Tout à coup, le cœur lui manqua. La vision de la folle Ambroisine venait de traverser ses pensées telle une chauve-souris battant les ailles de son grand manteau noir doublé de satin rouge. Elle en pâlit.

Les paroles et les propos de la petite Parisienne la confirmaient dans ce qu'ils avaient tous fini par déterminer dans la personnalité d'Ambroisine et qu'elle craignait parfois s'être imaginé ou avoir exagéré. C'est que cette femme était comme un vampire, affaiblissant ses victimes et leur dévorant l'âme. Hors de son orbite, elles redevenaient normales. La jeune femme qu'elle avait devant elle était naïve et simple. Elle avait parlé spontanément et son jugement confirmait qu'il n'y avait eu aucune exagération dans celui qu'ils avaient dû porter sur la duchesse de Maudribourg.

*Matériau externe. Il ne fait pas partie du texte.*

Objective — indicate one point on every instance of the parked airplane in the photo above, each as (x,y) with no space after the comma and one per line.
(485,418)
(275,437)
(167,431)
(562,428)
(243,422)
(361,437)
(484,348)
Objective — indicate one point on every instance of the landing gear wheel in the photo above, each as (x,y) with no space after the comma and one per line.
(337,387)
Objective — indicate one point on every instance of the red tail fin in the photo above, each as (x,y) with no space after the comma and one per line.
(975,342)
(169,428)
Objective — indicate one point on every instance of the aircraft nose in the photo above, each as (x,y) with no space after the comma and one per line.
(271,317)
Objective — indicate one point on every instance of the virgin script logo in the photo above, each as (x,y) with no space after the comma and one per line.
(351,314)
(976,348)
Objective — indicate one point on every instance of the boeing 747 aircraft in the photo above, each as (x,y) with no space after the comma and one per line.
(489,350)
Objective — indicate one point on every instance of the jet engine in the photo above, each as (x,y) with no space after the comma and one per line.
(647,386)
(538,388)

Pour changer de conversation, Angélique fit remarquer à Germaine qu'elle ne paraissait pas avoir épousé son matelot de Gouldsboro, puisqu'elle était restée à Port-Royal, ce qui ne l'empêchait pas d'être manifestement en puissance d'époux. La jeune femme rit et dit qu'en effet, l'occasion ayant manqué de retourner de l'autre côté de la baie, elle avait épousé un Écossais, d'où son accent, influencé par celui en français de son mari, descendant des soldats de sir Alexander.

La jeune Acadienne admira les bébés qui dormaient dans leur chambre, au premier étage. Ils étaient bien gardés par les filles de la sage-femme irlandaise qui brodaient et tricotaient à leur chevet.

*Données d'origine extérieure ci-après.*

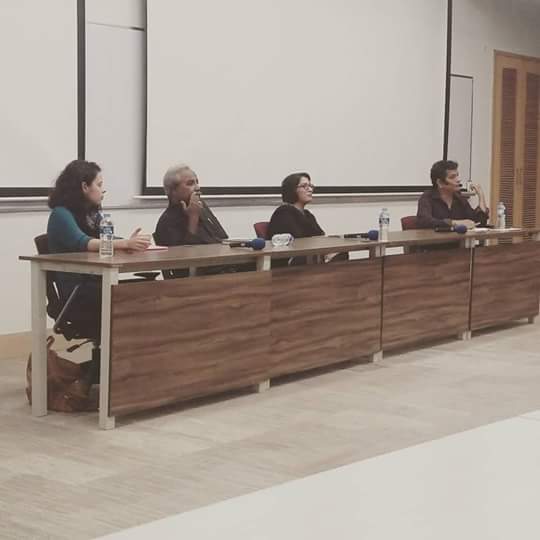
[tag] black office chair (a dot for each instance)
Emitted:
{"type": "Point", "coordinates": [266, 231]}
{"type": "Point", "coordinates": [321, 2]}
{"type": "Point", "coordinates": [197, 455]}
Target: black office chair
{"type": "Point", "coordinates": [71, 325]}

– Comme ils sont mignons, admira la petite Germaine Maillotin. La fille est toute ronde et le garçon tout allongé. Moi aussi, j'aimerais bien avoir des jumeaux. Les enfants, cela met de la gaieté dans un foyer. Je ne crains pas le travail. J'ai appris à filer la laine, le lin et à tisser de la toile pour draps et chemises. Quand notre enfant sera né, nous allons partir avec quelques couples de jeunes gens nous établir dans un autre village où l'on demande des bras, à Grandpré.

L'établissement en question avait déjà trois ou quatre années de fondation. Un colon de Port-Royal y était venu assécher les marais comme on l'avait fait déjà aux environs du premier établissement. Les secteurs de terroir abrités étaient rares sur la cote nord de la presqu'île d'Acadie. Mais les puissantes marées avaient accumulé dans les anses des terres fines que les Acadiens, après les avoir protégées par des « diguettes » à la façon hollandaise, transformaient en prairies d'élevage et vergers.

M. de Peyrac leur avait promis son aide, surtout pour ravitailler les pionniers en outillage et produits manufacturés d'Europe, car, chez les Français, c'était surtout cela qui manquait et non pas le courage, le cœur à l'ouvrage et le goût de la culture de la terre et du soin des bêtes.

*****

– Venez nous voir à Port-Royal, insistait Mme de La Roche-Posay, avant de se rembarquer le lendemain avec toute sa troupe.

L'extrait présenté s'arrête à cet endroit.